Wisconsin's regulatory scheme for health insurance, similar to New York's, aims to improve access for those struggling to obtain insurance in the private market. However, the methods differ: New York's surcharges benefit not-for-profit insurers and HMOs, while Wisconsin funds a public insurance pool through assessments on insurance carriers. These surcharges, although they may increase costs for employers sponsoring self-funded ERISA plans when seeking stop-loss coverage, do not directly reference or interfere with ERISA plans. The HIRSP assessment is applied uniformly to insurance sales in Wisconsin, independent of the insurance's association with ERISA plans. The additional costs, while burdensome, do not dictate employee benefit offerings or significantly alter the responsibilities of plan administrators. The impact of the assessment on the overall cost of benefits is seen as similar to other state regulations that may elevate expenses without triggering ERISA preemption, as established in the Travelers case, which deemed the influence of such levies on ERISA plans as too minimal to warrant preemption.

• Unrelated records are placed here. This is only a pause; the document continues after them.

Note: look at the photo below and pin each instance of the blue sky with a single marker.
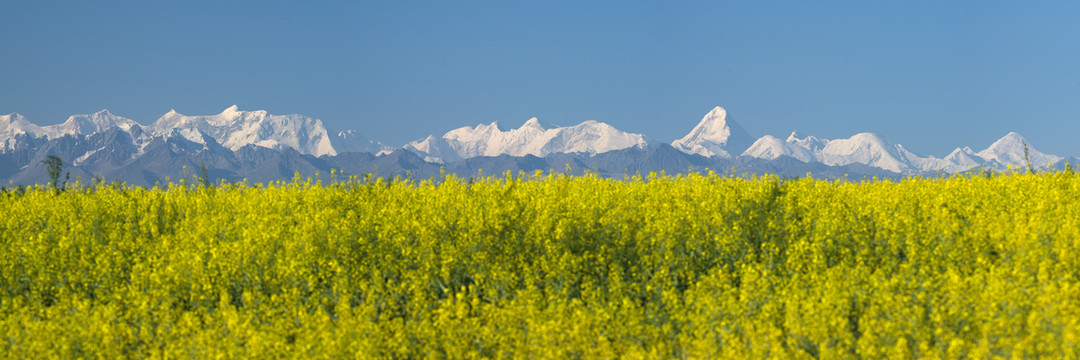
(930, 75)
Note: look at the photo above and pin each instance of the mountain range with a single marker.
(262, 147)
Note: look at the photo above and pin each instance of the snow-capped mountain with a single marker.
(871, 149)
(103, 142)
(1010, 150)
(234, 129)
(532, 137)
(715, 135)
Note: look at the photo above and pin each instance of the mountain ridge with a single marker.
(716, 138)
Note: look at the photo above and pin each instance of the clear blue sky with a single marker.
(930, 75)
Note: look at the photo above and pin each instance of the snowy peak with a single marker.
(715, 135)
(534, 123)
(770, 147)
(234, 129)
(1010, 149)
(532, 137)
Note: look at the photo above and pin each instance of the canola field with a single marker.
(547, 266)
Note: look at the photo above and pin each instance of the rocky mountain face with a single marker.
(257, 146)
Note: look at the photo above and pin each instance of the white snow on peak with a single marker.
(770, 147)
(1010, 150)
(535, 123)
(530, 138)
(871, 149)
(234, 129)
(91, 123)
(715, 135)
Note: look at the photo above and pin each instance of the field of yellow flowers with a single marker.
(547, 266)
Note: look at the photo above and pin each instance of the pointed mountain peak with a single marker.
(535, 123)
(715, 135)
(716, 112)
(793, 137)
(13, 117)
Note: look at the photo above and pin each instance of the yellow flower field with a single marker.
(547, 266)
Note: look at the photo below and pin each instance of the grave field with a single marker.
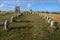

The HIRSP assessments imposed by Wisconsin on health insurance carriers do not significantly interfere with the provisions or administration of ERISA plans, thus they do not "relate to" such plans in a way that would trigger ERISA's preemption clause. Any indirect effects of these assessments, such as increased insurance costs for employee benefit plans, fall outside ERISA's jurisdiction. Consequently, the court agrees with the district court that the defendants are entitled to summary judgment regarding Safeco's complaint. However, since the district court dismissed the complaint based on a lack of jurisdiction (a point not addressed by this court), the judgment of dismissal is vacated and the case is remanded with instructions to enter summary judgment in favor of the defendants. Additionally, Safeco does not contest HIRSP fees for policies unrelated to ERISA plans and has already paid those fees. Safeco’s complaint also included a claim that the HIRSP assessment should not apply to stop-loss insurance policies, but the district court indicated it would abstain from ruling on this if it had jurisdiction; Safeco has chosen not to pursue this claim on appeal, potentially reserving it for future state proceedings. The resolution of this case was previously postponed pending the Supreme Court's decision in Travelers. It is noted that Safeco will pass the surcharge from HIRSP assessments onto its insureds, including employers with stop-loss coverage for ERISA plans.